More contentious is the issue of forcing people to pay into a pension scheme - be it a company fund or a personal pension. Lord Turner's team is said to be in favour of soft compulsion (an odd phrase, a bit like "limited nuclear strike"). This means you are enrolled into your employer's pension fund when you join the company, and have to actively opt out.

Soft compulsion uses the power of inertia to make people save. But it falls down if there are problems with the company scheme. And I can see many problems on the horizon for many company schemes.

As it currently stands, the trustees are the people who ensure that the scheme is solvent, is well supported by the company and is investing in the right things. But who are these trustees? Typically they are a mix of staff and managers, all of them giving up time for little reward and potentially exposing themselves to litigation if things go wrong. They often have little training, and scant knowledge of the complex financial instruments fund managers use to maximise returns for pension schemes. Many experts argue that having a finance director or financial controller as a trustee creates a conflict of interest, as high payments into the pension fund would not always be good for the company.
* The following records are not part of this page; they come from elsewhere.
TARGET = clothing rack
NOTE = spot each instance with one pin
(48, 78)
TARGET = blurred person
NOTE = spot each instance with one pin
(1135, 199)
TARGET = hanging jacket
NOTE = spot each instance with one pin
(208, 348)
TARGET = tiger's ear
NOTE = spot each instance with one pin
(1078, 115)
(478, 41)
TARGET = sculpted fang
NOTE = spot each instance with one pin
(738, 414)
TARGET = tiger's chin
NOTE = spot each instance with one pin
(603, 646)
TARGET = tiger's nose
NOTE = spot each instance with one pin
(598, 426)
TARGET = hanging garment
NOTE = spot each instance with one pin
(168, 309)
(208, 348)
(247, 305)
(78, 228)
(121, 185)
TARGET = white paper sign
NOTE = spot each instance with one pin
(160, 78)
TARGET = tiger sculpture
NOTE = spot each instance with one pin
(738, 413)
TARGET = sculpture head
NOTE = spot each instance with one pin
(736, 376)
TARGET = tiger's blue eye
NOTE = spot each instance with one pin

With such problems, it is hardly amazing that pension schemes rely on actuarial advice. Yet the pool of advisers they can call upon is limited - and these advisers wield astonishing power.

I've long held the belief that the company pension scheme is an anachronism. Companies are not in the business of running pension funds - they should leave that to the professionals. Companies and employees should be given a minimum level to pay into a personal pension. This would get rid of the cumbersome structure of unprofessional trustees, make pensions portable and encourage the development of low-cost schemes.
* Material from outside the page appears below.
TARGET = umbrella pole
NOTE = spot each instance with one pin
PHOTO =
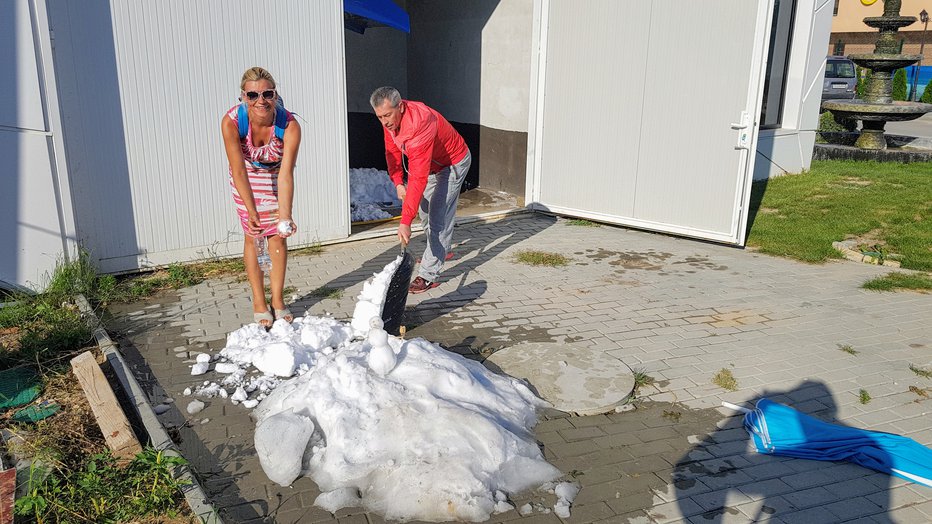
(736, 407)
Some companies are already doing this - including ours. No wonder my colleagues are happy to work until they are 67.

RUBBISH ON THE LINE

Being a boss used to mean never having to say you were sorry. But that has changed. This week has seen the big cheeses at two of the world's largest telecoms companies eating humble pie in front of their investors.
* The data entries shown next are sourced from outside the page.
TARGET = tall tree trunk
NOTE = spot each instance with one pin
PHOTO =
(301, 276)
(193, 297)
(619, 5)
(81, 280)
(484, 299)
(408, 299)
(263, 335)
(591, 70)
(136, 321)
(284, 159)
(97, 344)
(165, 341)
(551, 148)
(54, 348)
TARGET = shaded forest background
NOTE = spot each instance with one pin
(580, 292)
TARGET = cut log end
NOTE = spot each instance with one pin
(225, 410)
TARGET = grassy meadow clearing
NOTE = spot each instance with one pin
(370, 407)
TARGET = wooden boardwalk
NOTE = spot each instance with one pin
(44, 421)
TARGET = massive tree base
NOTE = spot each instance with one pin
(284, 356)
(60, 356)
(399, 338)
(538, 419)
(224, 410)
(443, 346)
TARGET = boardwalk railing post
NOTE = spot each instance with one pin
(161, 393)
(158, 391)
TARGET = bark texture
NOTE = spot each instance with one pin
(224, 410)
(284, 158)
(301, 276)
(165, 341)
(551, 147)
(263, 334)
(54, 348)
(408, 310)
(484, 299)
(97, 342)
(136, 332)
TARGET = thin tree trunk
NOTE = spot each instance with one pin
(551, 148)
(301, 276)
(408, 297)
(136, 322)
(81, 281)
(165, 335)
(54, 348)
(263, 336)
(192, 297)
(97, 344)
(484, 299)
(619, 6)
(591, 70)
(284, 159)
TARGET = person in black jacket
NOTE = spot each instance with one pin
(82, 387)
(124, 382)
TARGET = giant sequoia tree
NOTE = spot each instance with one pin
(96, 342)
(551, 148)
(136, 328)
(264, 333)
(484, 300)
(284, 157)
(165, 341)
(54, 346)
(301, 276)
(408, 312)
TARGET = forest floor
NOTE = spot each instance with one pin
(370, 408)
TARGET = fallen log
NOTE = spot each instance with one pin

Arun Sarin at Vodafone was stung by the markdown of the mobile phone operator's shares on Tuesday, when it admitted it wasn't as good at avoiding taxes as it had promised. Investors were spooked by a £5bn tax bill looming over the next three years.

Meanwhile, Santiago Fernandez Valbuena, the chief financial officer of Telefonica, said sorry for misleading investors over whether the company might bid for O 2. In September the Spanish giant claimed the British mobile phone group would not fit into its strategy - yet six weeks later it agreed a £17.7bn takeover.

While Mr Sarin might be guilty of an error of omission, Mr Valbuena and his chums actively misled investors, potentially causing a false market in both Telefonica and O 2 shares. As Telefonica has a UK listing, the Financial Services Authority should throw the (phone) book at it.